Lesson 5 official topic

This post is for topics related to lesson 5 of the course. This lesson is based partly on chapter 4 and chapter 9 of the book.

This is a wiki post - feel free to edit to add links from the lesson or other useful info.

<<< Lesson 4Lesson 6 >>>

Lesson resources

Links from the lesson

Helpful links

  • Some great Titanic notebooks: 1; 2; 3; 4

Are missing covering a few concepts, because some of us in the class are beginners?

I noticed two notebooks which Jeremy had kept in wiki of last class was not actually covered

Sorry @kurianbenoy I don’t understand your question. Can you provide some more detail about what you’re asking please?

1 Like

Two notebooks was not covered in lesson 4, even though it was mentioned in the wiki of lesson4 official topics and found it being mentioned for lesson 5. I was wondering, whether the pace of the class was getting affected in some way?

Probably a good way to rephrase is aren’t we going all good in covering listed learning outcomes?

Ah I see.

I prepare more material than I expect to need each week, in case I go faster than I expect. I don’t want to run out of things to talk about in a lesson! So then I just move the stuff I haven’t done yet to become the start of the next lesson.

Remember, these lessons are all totally new. So I have absolutely no idea what we’ll be able to cover in the 7 weeks we have available. AFAICT UQ requires having “learning outcomes” as part of setting up courses, so frankly I just stuck some generic things in there. I think we’ve covered all of those listed to some extent already!


Hi @kurianbenoy , I have been using this excellent thread to sort of go over the summary of each lecture and the topics that Jeremy went over in that lecture. I feel that the youtube chapter markers actually give an excellent and concise description of topics covered in each lecture.
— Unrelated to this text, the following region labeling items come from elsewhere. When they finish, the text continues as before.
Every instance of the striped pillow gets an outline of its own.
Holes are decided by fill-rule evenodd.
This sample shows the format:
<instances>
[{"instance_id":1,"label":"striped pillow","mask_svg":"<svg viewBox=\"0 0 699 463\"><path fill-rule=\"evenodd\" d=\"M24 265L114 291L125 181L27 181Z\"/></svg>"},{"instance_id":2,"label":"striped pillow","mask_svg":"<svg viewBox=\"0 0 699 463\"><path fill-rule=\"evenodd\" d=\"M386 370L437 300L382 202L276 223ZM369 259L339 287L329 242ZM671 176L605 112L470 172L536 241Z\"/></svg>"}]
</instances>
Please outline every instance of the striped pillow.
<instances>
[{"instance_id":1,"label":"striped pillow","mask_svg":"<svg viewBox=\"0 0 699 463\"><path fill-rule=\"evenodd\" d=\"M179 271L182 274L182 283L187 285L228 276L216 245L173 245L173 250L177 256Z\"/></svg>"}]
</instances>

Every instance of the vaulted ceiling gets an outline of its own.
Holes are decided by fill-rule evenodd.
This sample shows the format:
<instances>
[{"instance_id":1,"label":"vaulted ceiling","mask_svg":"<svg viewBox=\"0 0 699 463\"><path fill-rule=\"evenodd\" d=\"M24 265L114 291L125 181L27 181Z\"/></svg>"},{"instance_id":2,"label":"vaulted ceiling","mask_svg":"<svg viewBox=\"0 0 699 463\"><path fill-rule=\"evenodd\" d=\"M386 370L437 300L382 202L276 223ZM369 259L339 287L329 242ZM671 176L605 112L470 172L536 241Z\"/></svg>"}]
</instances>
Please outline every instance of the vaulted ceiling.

At some point, I intend to curate these items into a separate thread.

Jeremy’s lectures are extremly information dense and sometimes it is quite eyeopening for me to look at these summaries and I realize just how much information Jeremy actually covered in a single lecture.


Thanks for reminding about this. I would also love to help with transcriptions :slight_smile:


I was trying to run the following to visualize a simpe 4 leaf node decision tree and run into this error.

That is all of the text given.